New Study Reveals Mechanism for Repairing DNA Damage Linked to Cancer

Researchers at the University of Oxford and Nanyang Technological University, Singapore (NTU Singapore) have made a significant breakthrough in understanding how cells repair a particularly harmful form of DNA damage known as DNA-protein crosslinks (DPCs). This mechanism, detailed in a study published in the journal *Nucleic Acids Research* on July 21, 2025, is crucial for preventing diseases such as cancer, neurodegeneration, and promoting healthy aging.

DNA-protein crosslinks arise when unwanted proteins bind to DNA, obstructing the cell's ability to replicate its genetic material. These lesions can occur naturally during cellular metabolism or as a result of exposure to environmental agents, including chemotherapy drugs, ultraviolet (UV) radiation, and formaldehyde, the latter being a known carcinogen often found in household products and air pollution.

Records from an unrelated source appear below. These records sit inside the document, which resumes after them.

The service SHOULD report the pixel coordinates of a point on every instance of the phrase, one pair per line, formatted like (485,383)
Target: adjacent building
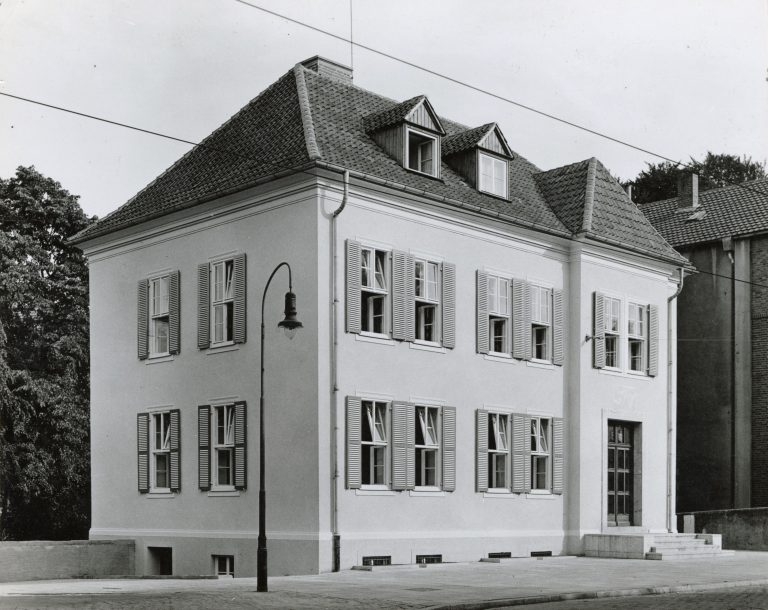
(485,364)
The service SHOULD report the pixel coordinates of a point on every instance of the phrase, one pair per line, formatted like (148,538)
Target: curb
(636,592)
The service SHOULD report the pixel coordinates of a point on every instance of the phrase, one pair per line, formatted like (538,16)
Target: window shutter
(449,305)
(353,286)
(175,416)
(174,316)
(241,441)
(598,331)
(558,453)
(481,442)
(521,453)
(204,447)
(482,314)
(521,319)
(142,441)
(354,407)
(143,319)
(558,328)
(203,306)
(448,446)
(403,299)
(653,340)
(239,302)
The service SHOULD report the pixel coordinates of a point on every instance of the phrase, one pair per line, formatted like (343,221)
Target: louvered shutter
(399,280)
(143,319)
(142,442)
(521,453)
(598,331)
(174,315)
(449,305)
(558,328)
(204,447)
(482,313)
(653,340)
(203,306)
(353,286)
(239,301)
(241,443)
(481,444)
(354,407)
(448,446)
(175,456)
(558,454)
(521,319)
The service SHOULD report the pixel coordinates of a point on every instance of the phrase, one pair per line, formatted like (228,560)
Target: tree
(44,384)
(659,180)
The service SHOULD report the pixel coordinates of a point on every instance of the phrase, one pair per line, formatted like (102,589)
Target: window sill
(371,338)
(427,346)
(224,493)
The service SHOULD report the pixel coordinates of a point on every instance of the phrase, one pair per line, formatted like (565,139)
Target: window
(493,175)
(161,450)
(374,443)
(612,324)
(498,451)
(540,453)
(498,315)
(427,300)
(374,291)
(159,317)
(224,566)
(427,446)
(636,337)
(223,445)
(541,322)
(222,301)
(421,152)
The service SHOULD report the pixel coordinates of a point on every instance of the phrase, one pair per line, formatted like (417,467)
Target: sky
(674,77)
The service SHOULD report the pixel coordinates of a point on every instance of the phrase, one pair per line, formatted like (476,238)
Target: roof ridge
(306,113)
(589,196)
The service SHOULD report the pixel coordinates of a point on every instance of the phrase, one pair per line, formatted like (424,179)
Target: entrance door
(620,473)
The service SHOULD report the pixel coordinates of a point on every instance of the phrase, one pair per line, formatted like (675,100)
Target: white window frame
(420,148)
(429,300)
(541,451)
(225,446)
(158,307)
(223,302)
(430,446)
(501,451)
(370,291)
(160,446)
(495,181)
(376,446)
(541,321)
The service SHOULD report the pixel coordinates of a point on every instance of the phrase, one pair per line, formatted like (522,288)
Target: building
(482,368)
(722,343)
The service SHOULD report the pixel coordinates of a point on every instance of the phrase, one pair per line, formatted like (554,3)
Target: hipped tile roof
(305,118)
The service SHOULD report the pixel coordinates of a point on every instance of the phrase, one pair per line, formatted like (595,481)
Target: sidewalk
(467,585)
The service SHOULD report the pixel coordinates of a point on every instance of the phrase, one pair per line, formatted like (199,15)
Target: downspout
(334,382)
(671,411)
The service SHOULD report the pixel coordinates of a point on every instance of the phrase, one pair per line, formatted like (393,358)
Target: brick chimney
(329,69)
(688,190)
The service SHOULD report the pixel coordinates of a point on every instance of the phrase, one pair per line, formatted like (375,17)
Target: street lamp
(290,325)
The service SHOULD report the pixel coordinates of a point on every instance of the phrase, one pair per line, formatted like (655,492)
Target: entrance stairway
(665,546)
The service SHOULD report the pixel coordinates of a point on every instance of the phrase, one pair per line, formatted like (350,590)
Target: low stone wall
(46,560)
(744,529)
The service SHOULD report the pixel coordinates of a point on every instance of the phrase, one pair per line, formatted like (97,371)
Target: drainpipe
(671,411)
(334,382)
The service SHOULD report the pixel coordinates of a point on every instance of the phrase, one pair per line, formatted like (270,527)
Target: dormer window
(493,175)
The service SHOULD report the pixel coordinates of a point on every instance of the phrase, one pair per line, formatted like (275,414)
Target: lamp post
(290,325)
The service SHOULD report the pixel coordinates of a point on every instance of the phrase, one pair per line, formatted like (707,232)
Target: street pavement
(610,582)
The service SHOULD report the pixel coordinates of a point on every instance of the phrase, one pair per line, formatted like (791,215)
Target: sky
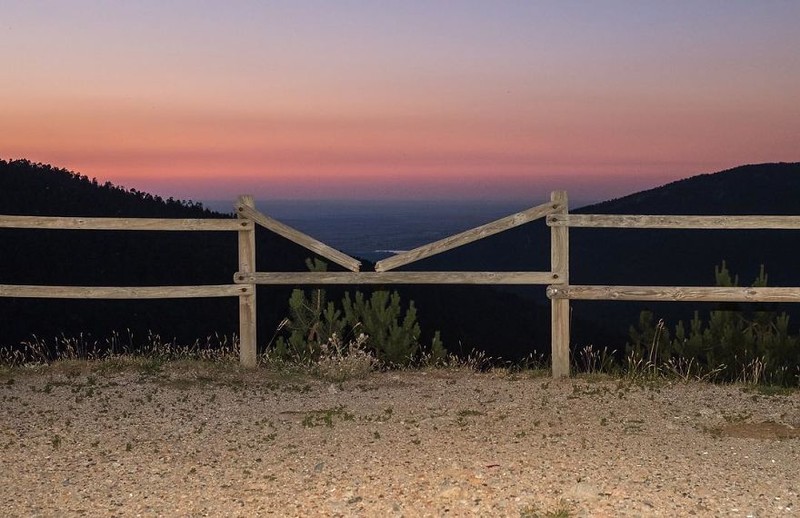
(398,99)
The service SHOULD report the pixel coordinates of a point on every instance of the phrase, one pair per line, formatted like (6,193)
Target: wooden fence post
(247,301)
(559,265)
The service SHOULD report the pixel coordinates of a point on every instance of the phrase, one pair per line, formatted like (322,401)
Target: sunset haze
(207,100)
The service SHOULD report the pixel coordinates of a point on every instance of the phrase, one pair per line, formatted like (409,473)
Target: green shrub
(738,343)
(391,330)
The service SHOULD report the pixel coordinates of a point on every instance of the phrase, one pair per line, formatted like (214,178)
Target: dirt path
(188,442)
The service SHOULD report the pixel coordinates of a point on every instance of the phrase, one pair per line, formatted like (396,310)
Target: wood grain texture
(688,222)
(468,236)
(674,293)
(166,224)
(560,308)
(130,292)
(300,238)
(248,345)
(321,278)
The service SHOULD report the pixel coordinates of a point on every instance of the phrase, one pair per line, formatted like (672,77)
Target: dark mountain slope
(467,317)
(651,256)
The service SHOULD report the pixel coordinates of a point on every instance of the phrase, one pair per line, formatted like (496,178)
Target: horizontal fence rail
(246,279)
(116,292)
(320,278)
(165,224)
(675,293)
(298,237)
(675,222)
(466,237)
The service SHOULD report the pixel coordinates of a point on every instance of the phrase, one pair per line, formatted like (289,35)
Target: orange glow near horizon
(413,102)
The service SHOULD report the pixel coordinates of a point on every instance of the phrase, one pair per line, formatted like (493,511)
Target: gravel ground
(199,441)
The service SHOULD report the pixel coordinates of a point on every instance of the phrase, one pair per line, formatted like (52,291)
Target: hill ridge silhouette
(509,323)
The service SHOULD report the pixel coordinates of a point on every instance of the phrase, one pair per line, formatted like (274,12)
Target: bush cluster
(389,329)
(737,342)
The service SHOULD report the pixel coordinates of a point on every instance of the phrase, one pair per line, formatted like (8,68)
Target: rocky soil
(197,441)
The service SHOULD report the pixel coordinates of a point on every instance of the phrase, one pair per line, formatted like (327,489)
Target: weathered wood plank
(468,236)
(300,238)
(560,310)
(167,224)
(674,293)
(248,357)
(321,278)
(688,222)
(130,292)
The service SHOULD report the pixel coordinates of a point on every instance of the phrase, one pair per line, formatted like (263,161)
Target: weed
(325,417)
(562,510)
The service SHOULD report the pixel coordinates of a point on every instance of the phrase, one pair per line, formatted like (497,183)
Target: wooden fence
(556,279)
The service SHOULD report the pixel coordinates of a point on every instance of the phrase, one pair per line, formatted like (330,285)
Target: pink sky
(399,99)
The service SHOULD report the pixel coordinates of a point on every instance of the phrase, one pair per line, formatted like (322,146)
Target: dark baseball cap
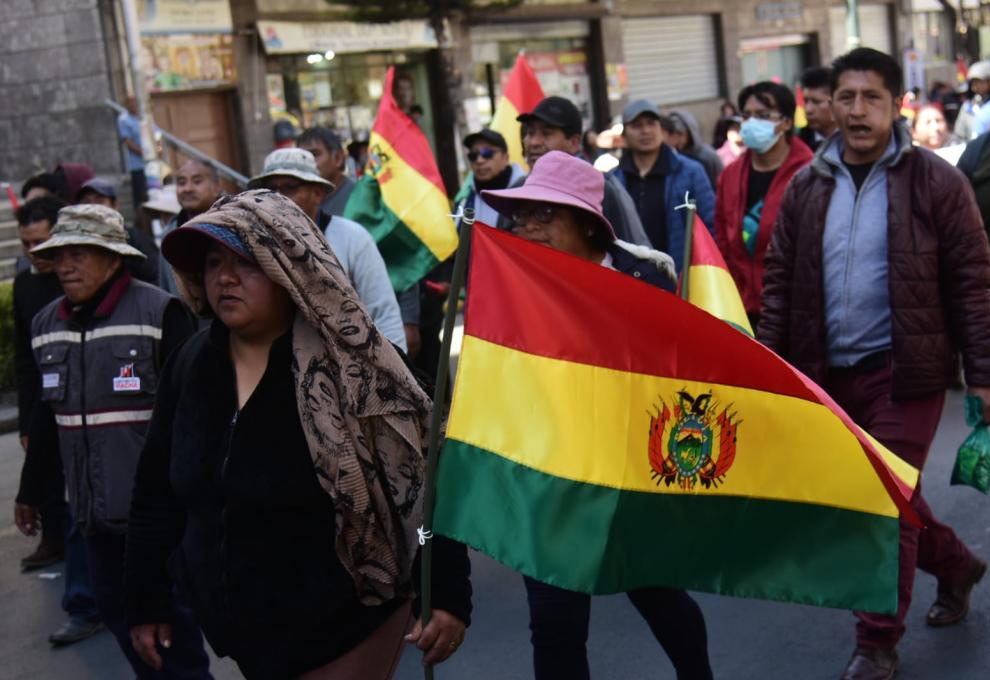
(97,186)
(637,109)
(486,135)
(556,112)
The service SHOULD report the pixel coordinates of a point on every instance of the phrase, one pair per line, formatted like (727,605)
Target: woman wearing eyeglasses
(751,187)
(490,169)
(280,483)
(560,206)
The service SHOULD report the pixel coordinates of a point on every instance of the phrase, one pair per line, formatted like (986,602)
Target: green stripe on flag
(407,258)
(600,540)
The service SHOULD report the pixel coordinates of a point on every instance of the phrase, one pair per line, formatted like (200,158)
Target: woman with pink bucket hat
(560,206)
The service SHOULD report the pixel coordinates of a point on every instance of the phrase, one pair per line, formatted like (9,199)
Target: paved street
(748,639)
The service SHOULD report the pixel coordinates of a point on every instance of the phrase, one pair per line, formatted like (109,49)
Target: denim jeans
(78,600)
(185,659)
(559,621)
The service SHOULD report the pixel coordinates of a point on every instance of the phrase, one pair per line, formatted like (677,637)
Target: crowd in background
(611,197)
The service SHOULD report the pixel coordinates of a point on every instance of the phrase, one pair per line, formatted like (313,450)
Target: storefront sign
(284,37)
(184,16)
(779,11)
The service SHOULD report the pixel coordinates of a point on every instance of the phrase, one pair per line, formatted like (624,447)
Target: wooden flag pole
(436,419)
(690,210)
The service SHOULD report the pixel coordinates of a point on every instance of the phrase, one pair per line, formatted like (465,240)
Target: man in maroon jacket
(750,188)
(877,276)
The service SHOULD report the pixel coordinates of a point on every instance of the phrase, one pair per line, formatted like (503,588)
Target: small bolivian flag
(710,285)
(522,93)
(400,198)
(605,435)
(800,111)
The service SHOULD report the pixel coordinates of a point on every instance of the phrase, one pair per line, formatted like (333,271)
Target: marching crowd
(237,417)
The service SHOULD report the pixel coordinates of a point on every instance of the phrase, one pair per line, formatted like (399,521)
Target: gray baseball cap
(637,108)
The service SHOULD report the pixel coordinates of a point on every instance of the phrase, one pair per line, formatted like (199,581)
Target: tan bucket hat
(292,162)
(88,225)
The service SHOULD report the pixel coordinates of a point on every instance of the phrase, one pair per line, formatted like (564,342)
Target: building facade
(57,66)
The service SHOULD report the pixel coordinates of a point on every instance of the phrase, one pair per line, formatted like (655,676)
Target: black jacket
(32,292)
(231,502)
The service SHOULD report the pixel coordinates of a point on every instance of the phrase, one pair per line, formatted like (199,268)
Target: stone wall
(53,80)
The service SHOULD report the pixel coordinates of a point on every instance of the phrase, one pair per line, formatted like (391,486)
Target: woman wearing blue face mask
(750,188)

The research team, led by Professor Kristijan Ramadan, Toh Kian Chui Distinguished Professor in Cancer and Stem Cell Biology at NTU Singapore, identified a key repair enzyme named SPRTN, which plays a vital role in degrading these toxic attachments. The study highlights a newly discovered region within the SPRTN enzyme that significantly enhances its ability to target DPCs by recognizing chains of ubiquitin—molecules that tag proteins for degradation. This recognition increases SPRTN's repair activity by an astonishing 67-fold, allowing for the rapid clearance of DPCs without harming other vital proteins in the cell.

"In the absence of ubiquitin chains on DPCs, SPRTN operates slowly, taking hours to repair the damage. However, when ubiquitin tags are present, SPRTN's efficiency greatly improves, enabling swift action necessary for DNA repair," explained Professor Ramadan, who also serves as the Director of the Cancer Discovery and Regenerative Medicine Programme at NTU Singapore's Lee Kong Chian School of Medicine.

The implications of this research are profound. Mutations in the SPRTN gene have been linked to Ruijs-Aalfs syndrome (RJALS), a rare disorder characterized by chromosomal instability and a heightened risk of early-onset liver cancer. By understanding how SPRTN recognizes and repairs DPCs, scientists may develop strategies to bolster cellular defenses against aging-related diseases and mitigate the adverse effects of cancer therapies that induce DNA damage.

Dr. Wei Song, the study's first author and a postdoctoral researcher at Oxford, emphasized the importance of this discovery: "Our findings lay the groundwork for potential therapeutic interventions aimed at enhancing the body's natural repair mechanisms against age-related diseases and reducing chemotherapy side effects."

In an independent analysis, Dr. Jens Samol, Senior Consultant in Medical Oncology at Tan Tock Seng Hospital, Singapore, underscored the significance of the research, stating that the identification of ubiquitin chains as the primary signal for SPRTN’s activation could pave the way for novel therapeutic options. He suggested that further investigation into anti-ubiquitin antibodies or ubiquitin-proteasome inhibitors, such as bortezomib, could be beneficial in overcoming resistance to chemotherapy in some cancer patients.

Looking ahead, the research team plans to conduct additional studies utilizing zebrafish and mouse models, as well as human tissue samples, to validate their findings and explore the potential for enhancing DPC repair mechanisms. This research could revolutionize the understanding of aging and cancer, opening new avenues for therapeutic interventions that improve patient outcomes in these critical areas of health.

The study represents a critical step forward in molecular biology, shedding light on a previously obscure aspect of cellular repair mechanisms. As the global population ages and cancer remains a leading cause of mortality, understanding and enhancing DNA repair processes will be essential for developing effective treatments and interventions aimed at improving healthspan and lifespan for individuals worldwide.